Gender Gaps at the Top: Exam Performance and Choking Under Pressure

Last registered on June 28, 2023

View Trial History

Pre-Trial

Trial Information

General Information

Title

Gender Gaps at the Top: Exam Performance and Choking Under Pressure

RCT ID

AEARCTR-0011604

Initial registration date

June 23, 2023

Initial registration date is when the trial was registered.

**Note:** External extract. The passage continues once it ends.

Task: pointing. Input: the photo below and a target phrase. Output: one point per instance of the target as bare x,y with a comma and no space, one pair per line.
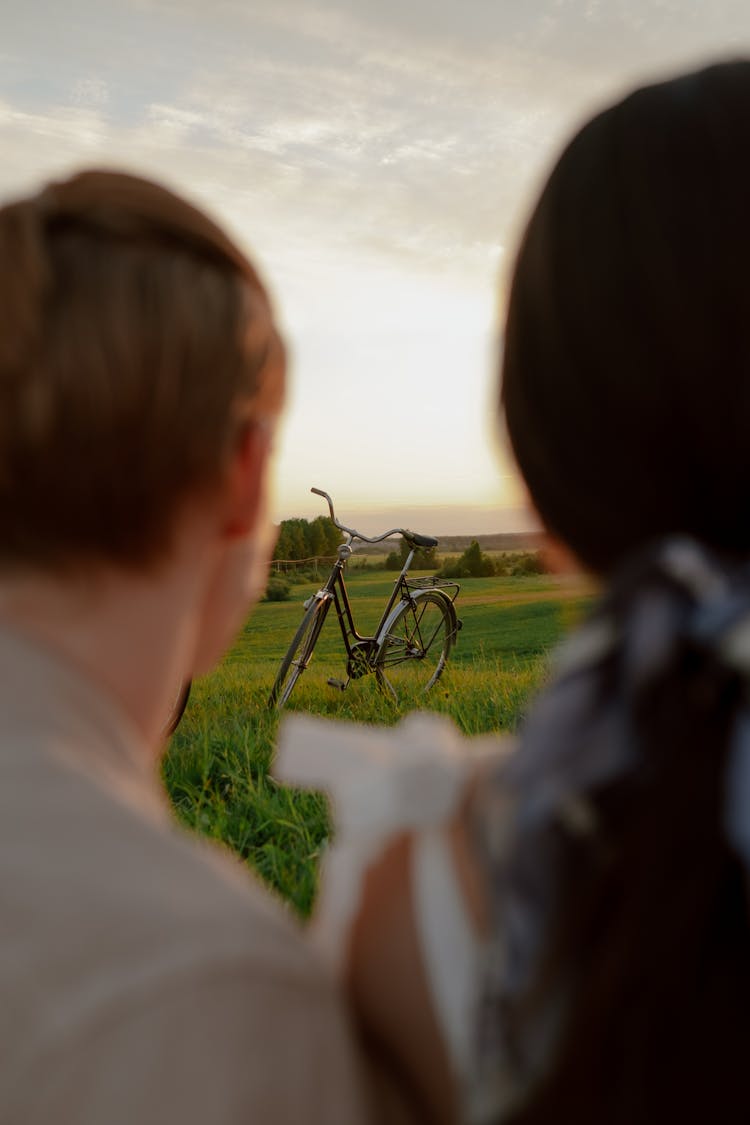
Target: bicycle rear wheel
414,651
299,653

It corresponds to when the registration was submitted to the Registry to be reviewed for publication.

First published

June 28, 2023, 4:31 PM EDT

First published corresponds to when the trial was first made public on the Registry after being reviewed.

Locations

Country

United States of America

Region

online

Primary Investigator

Name

Ingvild Lindgren Skarpeid

Affiliation

Norwegian School of Economics

Contact Primary Investigator

Other Primary Investigator(s)

PI Name

Catalina Franco

PI Affiliation

Center for Applied Research (SNF), Norwegian School of Economics

Contact Investigator

Additional Trial Information

Status

In development

Start date

2023-06-23

End date

2024-06-30

Keywords

Behavior, Education, Gender

Additional Keywords

Choking, stress, exams, education, gender, stakes

JEL code(s)

C9, D01, D02, D9, I2, J16

Secondary IDs

Prior work

This trial is based on or builds upon one or more prior RCTs.

Abstract

Being admitted to top-quality education is highly consequential for long-term outcomes. Admissions to top schools are determined by performing well in high-stakes exams in many countries around the world. Yet, a growing body of evidence shows that men outperform women in these important exams. To date, there is scarce evidence as to how and why gender differences in performance arise in high pressure, high-stakes situations. We design an experiment to explore female exam underperformance when the pressure goes up in a controlled environment. In the experiment, we give Prolific workers a series of two Raven's-type short tests containing easy, middle-difficulty and hard questions. After completing the baseline test (Test 1), we introduce treatments in Test 2 varying the level of pressure faced by participants in two ways: (1) We introduce a cutoff that determines whether participants receive a bonus payment, and (2) We increase the monetary payment per correct answer by a factor of fifteen. We measure whether the treatments induce underperformance relative to a control group, and whether there are gender differences in underperformance. We will collect the data for this experiment in June 2023.

External Link(s)

Registration Citation

Citation

Franco, Catalina and Ingvild Lindgren Skarpeid. 2023. "Gender Gaps at the Top: Exam Performance and Choking Under Pressure." AEA RCT Registry. June 28. https://doi.org/10.1257/rct.11604-1.0

Sponsors & Partners

There is information in this trial unavailable to the public. Use the button below to request access.

Request Information

Experimental Details

Interventions

Intervention(s)

Participants are asked to complete two 3-minute tests, each with 7 questions of varying difficulty. The score in one of the tests will be randomly selected to determine experimental earnings on top of their show-up fee.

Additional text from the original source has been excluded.